FW: Performance of std::remove_if in F18 file I/O

Hi Rich,

Most systems, including UNIX derivatives, use a single linefeed character (^J, ASCII LF = 0x0a) as an end-of-line marker in source files. Others (DOS, Windows) use a carriage return / linefeed sequence (0x0d 0x0a). The f18 compiler normalizes source files by removing all of their carriage return characters.

I have extended the benchmark to add another path that runs over source code containing no original carriage return characters. We expect this use case to be the most common outside Windows environments.

I posted the test results. Each set has four runs, each comprising the combination of remove_if and RemoveCarriageReturns with linefeeds and carriage returns.

In summary, RemoveCarriageReturns is faster when there actually are no carriage returns to remove. For cases with carriage returns, RemoveCarriageReturns is faster on x86 Linux, about the same on macOS, and slower on aarch64.

Linux x86-64
https://gist.github.com/sscalpone/11f58f248cc2a984be80a6b0867836ae

macOS
https://gist.github.com/sscalpone/79434dcdfd8e5d8b568a485329562063

aarch64
https://gist.github.com/sscalpone/8aaec89cadb27c7ee580c6f460c955f4

- Steve

Hi all,

I’ve got some results for Windows on an Intel Core i5-9600K; although only with the program Richard attached, not with Steve’s modified version: https://gist.github.com/DavidTruby/aa885134abcab6746ddef962fd90bfc0

The result show that on Windows with msvc std::remove_if is significantly faster in this case (where there are carriage returns). This matches my expectations given how much emphasis Microsoft put on C++ features over C features in their compiler and runtime. When using clang on Windows, all 3 implementations are indistinguishable in performance.

Therefore if we’re likely to want to optimise for the slow case for Windows since this case is more common there, the remove_if implementation would be a better choice. I don’t have any data about what happens if there’s no carraige returns on Windows though, if Steve could share his modified benchmark then I’d be happy to get those results too.

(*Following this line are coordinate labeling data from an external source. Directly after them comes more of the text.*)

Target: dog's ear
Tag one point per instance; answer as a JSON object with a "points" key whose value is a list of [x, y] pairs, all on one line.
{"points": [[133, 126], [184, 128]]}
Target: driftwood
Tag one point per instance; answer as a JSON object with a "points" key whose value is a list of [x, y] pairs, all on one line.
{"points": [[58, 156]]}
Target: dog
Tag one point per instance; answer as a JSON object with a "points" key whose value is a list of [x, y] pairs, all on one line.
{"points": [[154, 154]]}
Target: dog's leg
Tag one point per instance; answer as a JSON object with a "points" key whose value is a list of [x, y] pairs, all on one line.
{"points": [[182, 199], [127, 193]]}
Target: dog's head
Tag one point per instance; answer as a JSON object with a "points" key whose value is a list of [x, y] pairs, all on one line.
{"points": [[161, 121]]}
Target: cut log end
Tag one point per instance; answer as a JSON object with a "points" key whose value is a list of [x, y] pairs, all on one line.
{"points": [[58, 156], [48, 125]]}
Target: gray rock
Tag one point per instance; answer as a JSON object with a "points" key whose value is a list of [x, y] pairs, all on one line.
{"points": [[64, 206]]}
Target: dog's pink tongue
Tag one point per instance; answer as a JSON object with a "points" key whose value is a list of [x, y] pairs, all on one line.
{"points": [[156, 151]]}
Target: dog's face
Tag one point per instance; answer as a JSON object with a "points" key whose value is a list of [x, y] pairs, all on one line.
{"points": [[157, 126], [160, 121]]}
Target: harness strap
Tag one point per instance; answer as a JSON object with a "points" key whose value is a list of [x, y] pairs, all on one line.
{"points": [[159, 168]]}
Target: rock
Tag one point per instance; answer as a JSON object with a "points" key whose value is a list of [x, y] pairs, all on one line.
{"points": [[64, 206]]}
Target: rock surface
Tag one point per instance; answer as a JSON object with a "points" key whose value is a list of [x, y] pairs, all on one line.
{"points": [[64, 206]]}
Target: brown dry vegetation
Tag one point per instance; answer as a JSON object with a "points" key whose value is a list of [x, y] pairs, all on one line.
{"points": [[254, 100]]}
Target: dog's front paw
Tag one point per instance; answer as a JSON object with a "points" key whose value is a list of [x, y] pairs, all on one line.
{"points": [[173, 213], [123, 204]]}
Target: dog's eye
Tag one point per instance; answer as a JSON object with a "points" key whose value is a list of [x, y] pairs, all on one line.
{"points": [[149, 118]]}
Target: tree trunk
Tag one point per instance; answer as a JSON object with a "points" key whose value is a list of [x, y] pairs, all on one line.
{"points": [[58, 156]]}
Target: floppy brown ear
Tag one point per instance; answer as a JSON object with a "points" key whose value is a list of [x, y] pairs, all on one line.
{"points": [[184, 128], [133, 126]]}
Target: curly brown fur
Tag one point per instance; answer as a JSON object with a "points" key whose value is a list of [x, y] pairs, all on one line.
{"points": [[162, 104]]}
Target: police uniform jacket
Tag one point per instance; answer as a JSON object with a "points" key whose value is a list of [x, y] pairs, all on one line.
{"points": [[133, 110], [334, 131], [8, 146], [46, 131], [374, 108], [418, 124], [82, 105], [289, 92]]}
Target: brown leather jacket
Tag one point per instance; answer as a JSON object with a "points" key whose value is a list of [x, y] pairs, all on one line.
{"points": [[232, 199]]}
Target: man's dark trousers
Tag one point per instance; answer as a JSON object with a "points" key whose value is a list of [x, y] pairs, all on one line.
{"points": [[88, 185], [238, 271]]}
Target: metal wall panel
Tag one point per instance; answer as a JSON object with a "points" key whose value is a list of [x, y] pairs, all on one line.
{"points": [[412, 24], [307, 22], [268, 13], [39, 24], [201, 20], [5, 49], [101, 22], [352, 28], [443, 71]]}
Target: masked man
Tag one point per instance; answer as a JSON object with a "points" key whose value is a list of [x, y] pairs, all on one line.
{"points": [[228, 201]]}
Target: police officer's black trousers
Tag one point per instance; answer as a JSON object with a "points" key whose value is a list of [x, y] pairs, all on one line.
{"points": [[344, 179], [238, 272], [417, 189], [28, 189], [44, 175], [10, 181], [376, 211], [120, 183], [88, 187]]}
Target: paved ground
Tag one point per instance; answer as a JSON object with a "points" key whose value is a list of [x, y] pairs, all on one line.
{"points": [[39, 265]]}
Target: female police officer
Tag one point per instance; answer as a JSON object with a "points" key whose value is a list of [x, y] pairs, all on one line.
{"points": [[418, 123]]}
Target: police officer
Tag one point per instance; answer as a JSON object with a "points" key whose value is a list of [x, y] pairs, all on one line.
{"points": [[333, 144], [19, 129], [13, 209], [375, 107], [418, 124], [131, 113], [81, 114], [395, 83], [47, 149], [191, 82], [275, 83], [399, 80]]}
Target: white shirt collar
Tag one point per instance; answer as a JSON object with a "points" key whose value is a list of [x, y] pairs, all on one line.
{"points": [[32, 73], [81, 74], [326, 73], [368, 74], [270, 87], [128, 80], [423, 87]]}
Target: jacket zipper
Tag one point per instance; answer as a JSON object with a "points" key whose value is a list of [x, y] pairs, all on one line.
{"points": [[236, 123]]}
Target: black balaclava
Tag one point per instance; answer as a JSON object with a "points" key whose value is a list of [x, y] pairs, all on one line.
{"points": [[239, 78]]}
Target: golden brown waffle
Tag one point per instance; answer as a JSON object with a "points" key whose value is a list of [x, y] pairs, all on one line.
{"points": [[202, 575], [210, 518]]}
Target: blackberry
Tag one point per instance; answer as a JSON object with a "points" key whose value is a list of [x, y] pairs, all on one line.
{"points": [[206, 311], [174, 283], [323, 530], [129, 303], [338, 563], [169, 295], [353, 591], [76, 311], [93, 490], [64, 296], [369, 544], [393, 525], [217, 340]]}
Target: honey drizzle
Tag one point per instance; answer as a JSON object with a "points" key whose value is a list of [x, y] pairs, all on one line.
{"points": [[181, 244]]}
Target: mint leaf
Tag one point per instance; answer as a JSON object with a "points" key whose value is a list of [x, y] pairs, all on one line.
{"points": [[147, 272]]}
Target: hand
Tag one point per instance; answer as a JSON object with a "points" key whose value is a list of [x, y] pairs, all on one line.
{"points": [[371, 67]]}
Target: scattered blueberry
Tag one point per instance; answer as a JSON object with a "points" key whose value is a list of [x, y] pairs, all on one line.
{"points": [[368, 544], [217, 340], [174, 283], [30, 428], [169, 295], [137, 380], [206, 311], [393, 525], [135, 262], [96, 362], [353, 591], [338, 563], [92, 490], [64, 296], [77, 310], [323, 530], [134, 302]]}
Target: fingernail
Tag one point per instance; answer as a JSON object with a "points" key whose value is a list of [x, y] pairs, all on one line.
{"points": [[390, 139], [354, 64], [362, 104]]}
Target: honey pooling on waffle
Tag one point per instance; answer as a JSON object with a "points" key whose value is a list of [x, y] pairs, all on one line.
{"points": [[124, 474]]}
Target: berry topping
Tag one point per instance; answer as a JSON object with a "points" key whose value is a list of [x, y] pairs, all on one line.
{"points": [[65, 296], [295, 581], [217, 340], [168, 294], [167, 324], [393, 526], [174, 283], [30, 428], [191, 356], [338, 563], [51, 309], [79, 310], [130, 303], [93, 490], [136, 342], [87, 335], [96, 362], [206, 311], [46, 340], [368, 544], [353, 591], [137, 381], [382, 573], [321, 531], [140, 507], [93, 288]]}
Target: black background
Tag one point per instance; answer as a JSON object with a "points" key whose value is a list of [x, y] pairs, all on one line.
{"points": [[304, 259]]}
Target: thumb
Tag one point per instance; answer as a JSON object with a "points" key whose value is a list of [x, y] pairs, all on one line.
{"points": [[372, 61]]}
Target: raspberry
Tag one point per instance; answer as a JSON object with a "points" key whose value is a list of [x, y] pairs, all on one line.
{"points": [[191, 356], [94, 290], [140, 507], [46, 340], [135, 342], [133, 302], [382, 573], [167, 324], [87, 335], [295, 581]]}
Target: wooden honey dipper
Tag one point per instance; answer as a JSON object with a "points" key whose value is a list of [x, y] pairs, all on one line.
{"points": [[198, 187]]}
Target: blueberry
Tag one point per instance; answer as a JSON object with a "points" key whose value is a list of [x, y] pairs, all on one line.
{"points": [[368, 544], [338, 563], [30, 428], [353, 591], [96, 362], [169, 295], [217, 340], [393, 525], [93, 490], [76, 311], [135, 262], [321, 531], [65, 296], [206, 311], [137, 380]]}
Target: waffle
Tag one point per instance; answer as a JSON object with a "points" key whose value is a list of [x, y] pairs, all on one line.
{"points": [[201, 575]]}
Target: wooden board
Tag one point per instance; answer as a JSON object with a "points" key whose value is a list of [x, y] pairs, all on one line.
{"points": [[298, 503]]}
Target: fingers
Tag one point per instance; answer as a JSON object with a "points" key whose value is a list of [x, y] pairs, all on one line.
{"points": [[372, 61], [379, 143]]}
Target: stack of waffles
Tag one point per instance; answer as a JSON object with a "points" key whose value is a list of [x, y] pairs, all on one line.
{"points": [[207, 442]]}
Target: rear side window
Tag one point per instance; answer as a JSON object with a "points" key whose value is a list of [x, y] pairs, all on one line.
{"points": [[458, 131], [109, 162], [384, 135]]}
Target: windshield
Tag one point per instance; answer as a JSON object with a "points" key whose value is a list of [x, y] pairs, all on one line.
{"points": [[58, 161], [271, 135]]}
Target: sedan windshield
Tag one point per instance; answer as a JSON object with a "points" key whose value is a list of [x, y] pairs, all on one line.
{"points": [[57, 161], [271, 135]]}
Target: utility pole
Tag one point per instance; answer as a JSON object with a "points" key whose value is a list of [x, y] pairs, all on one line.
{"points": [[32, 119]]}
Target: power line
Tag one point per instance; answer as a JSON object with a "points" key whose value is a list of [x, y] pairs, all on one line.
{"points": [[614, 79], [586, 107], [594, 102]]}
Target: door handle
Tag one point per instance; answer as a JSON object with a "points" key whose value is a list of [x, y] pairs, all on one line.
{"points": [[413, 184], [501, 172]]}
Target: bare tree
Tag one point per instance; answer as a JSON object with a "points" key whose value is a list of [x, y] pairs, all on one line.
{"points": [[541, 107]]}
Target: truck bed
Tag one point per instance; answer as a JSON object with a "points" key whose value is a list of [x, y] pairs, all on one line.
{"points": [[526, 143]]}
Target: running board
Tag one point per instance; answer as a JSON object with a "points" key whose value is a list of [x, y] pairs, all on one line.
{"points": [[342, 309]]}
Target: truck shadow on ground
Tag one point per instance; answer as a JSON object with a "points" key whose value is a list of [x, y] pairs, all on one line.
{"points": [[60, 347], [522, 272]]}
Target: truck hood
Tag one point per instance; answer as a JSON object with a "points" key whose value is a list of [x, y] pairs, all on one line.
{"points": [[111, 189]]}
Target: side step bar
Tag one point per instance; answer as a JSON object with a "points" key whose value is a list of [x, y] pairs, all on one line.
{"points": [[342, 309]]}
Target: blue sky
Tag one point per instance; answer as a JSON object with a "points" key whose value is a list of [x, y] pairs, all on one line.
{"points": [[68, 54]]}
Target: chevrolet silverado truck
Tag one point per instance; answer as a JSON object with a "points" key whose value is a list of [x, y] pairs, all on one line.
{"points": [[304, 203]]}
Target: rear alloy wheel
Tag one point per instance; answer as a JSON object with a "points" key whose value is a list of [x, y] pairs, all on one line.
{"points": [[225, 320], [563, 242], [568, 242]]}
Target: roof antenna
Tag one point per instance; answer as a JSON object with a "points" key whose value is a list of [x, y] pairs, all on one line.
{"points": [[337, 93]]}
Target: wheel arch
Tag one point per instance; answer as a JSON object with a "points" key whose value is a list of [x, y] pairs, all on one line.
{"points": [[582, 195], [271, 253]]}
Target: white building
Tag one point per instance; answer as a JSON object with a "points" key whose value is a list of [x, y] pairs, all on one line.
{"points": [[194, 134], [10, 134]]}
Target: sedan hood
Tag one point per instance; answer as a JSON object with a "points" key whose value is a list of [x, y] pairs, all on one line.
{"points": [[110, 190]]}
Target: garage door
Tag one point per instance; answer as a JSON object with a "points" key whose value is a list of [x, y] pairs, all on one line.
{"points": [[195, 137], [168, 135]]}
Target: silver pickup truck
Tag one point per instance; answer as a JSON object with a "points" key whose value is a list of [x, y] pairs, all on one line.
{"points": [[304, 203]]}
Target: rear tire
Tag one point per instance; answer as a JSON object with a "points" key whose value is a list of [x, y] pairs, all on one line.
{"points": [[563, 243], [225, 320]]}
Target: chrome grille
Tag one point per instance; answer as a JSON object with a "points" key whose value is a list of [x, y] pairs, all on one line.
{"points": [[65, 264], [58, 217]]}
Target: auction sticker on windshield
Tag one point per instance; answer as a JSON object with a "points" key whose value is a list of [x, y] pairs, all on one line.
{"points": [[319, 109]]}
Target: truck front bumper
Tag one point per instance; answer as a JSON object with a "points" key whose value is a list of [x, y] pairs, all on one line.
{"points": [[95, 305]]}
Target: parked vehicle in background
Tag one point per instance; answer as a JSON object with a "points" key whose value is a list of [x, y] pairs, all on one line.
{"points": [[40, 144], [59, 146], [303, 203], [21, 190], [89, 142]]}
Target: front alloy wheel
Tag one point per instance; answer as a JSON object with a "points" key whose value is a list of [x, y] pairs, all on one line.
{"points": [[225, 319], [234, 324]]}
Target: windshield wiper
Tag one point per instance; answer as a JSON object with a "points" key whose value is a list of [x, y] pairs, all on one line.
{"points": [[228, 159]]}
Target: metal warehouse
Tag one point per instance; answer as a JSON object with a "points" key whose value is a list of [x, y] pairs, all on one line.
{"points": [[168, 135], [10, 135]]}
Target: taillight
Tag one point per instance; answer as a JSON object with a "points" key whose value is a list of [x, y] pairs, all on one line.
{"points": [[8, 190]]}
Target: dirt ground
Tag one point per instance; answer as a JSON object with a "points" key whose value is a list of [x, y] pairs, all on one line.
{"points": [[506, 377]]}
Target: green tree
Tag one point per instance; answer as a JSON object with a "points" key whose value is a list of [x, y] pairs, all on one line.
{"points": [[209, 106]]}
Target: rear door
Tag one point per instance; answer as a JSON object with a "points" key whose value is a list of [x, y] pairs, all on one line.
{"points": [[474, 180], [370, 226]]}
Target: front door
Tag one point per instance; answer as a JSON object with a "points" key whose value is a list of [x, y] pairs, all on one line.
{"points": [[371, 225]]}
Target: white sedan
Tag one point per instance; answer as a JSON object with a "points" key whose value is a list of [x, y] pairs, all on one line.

Another thing to consider: In a previous email about this topic (http://lists.llvm.org/pipermail/flang-dev/2020-February/000236.html) Steve mentioned that we may need to extend this to normalising other types of line end characters in future. I believe the std::remove_if implementation is trivial to extend to that, whereas it seems the RemoveCarriageReturns implementation relies on the fact that you’re only looking for one character to normalise? Please correct me if I’m wrong here.

Thanks
David Truby